Change 551169 merged by Gehel:
[operations/puppet@production] Switch wdqs1004 to merging updater mode

https://gerrit.wikimedia.org/r/551169

Mentioned in SAL (#wikimedia-operations) [2019-11-19T11:16:57Z] <gehel> restarting wdqs updater on wdqs1004 - T231411

lag is climbing and updater logs are quiet on wdqs1004, something is wrong. Threaddumps:

And the blazegraph threads:

Change 551796 had a related patch set uploaded (by Gehel; owner: Gehel):
[operations/puppet@production] Revert "Switch wdqs1004 to merging updater mode"

https://gerrit.wikimedia.org/r/551796

What about new logger UPDATED_ENTITY_IDS does it track updated entity IDs? How many per minute/hour?

Change 551796 merged by Gehel:
[operations/puppet@production] Revert "Switch wdqs1004 to merging updater mode"
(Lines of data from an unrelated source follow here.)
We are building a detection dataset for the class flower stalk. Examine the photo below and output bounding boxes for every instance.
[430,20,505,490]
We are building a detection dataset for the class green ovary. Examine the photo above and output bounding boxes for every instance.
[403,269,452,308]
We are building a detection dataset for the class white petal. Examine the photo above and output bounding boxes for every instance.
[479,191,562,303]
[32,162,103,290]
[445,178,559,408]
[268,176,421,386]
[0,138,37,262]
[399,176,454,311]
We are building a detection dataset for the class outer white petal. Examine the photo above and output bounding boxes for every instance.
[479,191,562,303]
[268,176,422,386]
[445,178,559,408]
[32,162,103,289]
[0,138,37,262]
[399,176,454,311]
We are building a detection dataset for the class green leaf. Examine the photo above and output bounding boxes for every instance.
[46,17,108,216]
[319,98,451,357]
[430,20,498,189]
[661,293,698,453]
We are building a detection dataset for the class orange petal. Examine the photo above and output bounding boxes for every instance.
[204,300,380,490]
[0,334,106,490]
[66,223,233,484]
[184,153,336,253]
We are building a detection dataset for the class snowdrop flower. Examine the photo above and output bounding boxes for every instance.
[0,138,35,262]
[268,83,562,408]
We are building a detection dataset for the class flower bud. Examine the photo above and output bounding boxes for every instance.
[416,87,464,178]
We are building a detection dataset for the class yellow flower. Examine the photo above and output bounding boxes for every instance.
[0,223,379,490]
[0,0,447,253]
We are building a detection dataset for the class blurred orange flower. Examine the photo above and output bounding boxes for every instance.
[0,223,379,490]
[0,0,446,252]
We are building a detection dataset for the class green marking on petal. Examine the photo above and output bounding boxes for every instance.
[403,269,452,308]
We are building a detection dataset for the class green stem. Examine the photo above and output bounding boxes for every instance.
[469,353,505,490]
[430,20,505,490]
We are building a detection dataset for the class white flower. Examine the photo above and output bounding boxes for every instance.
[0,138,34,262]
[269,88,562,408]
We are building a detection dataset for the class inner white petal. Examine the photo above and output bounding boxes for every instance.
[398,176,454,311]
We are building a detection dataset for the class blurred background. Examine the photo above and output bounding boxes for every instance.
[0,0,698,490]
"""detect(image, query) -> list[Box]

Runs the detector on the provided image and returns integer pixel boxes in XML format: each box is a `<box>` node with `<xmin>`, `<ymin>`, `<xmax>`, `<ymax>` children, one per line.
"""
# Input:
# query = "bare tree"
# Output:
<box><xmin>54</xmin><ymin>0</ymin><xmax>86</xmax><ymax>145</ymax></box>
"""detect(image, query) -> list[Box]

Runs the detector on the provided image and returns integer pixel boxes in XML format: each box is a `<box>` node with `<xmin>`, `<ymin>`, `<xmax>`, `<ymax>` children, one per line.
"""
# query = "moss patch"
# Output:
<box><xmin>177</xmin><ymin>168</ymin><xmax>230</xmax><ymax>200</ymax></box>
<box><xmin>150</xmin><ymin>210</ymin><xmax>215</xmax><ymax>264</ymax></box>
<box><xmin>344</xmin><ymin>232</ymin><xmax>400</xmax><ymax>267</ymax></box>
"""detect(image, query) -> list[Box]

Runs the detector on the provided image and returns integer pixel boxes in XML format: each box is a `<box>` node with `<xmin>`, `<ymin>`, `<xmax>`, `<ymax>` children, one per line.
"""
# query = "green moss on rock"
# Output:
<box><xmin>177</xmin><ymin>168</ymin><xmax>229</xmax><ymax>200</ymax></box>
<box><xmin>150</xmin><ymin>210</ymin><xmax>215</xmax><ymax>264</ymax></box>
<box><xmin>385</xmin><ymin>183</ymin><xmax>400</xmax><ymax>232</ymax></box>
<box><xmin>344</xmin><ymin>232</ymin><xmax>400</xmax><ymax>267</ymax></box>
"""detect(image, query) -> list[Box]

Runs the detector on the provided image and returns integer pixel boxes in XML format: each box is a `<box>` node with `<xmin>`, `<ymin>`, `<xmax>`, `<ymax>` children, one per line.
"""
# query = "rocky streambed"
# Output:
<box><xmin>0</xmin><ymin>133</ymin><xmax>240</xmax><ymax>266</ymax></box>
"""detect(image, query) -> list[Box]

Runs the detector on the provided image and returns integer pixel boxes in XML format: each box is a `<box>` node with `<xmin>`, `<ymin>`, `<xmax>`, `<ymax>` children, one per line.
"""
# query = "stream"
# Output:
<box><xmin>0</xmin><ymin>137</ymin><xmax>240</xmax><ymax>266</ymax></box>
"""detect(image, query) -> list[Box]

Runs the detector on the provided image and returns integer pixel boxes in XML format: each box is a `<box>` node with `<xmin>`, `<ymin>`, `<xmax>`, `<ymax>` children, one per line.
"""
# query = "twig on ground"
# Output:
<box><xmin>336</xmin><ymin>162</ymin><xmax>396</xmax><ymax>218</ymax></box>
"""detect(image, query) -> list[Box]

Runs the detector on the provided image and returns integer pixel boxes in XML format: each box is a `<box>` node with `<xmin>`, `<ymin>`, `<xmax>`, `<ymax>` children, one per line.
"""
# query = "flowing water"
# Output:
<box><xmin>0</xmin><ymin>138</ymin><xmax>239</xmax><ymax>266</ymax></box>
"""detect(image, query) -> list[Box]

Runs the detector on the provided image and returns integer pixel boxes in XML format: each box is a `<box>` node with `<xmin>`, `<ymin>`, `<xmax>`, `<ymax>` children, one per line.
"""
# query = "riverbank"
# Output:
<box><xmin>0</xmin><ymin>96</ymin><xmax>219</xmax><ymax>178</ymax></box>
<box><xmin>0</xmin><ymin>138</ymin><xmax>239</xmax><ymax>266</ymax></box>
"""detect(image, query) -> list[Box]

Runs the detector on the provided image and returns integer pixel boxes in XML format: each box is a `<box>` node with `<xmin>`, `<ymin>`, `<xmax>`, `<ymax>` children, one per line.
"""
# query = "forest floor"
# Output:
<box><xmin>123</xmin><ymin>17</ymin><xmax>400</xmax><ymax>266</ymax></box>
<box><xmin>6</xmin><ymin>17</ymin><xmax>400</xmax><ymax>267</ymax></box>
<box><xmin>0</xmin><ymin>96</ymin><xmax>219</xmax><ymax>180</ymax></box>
https://gerrit.wikimedia.org/r/551796

output of
iostat -x 1
and
sudo iotop
?

Mentioned in SAL (#wikimedia-operations) [2019-11-19T11:37:57Z] <gehel> restarting wdqs blazegraph on wdqs1004 - T231411

the new updater seemed to not process any updates. The overall number of triples dropped significantly during the switch to the new updater. This requires more analysis before trying again.

wdqs1004 is depooled at the moment, let's make sure it is a good shape before repooling, maybe copy the journal from another host first.

Mentioned in SAL (#wikimedia-operations) [2019-11-19T14:34:58Z] <gehel> restarting blazegraph with additional logging on wdqs1004 - T231411

Zbyszko subscribed.

We're going in the new direction of rewriting updated into a streaming applicaiton.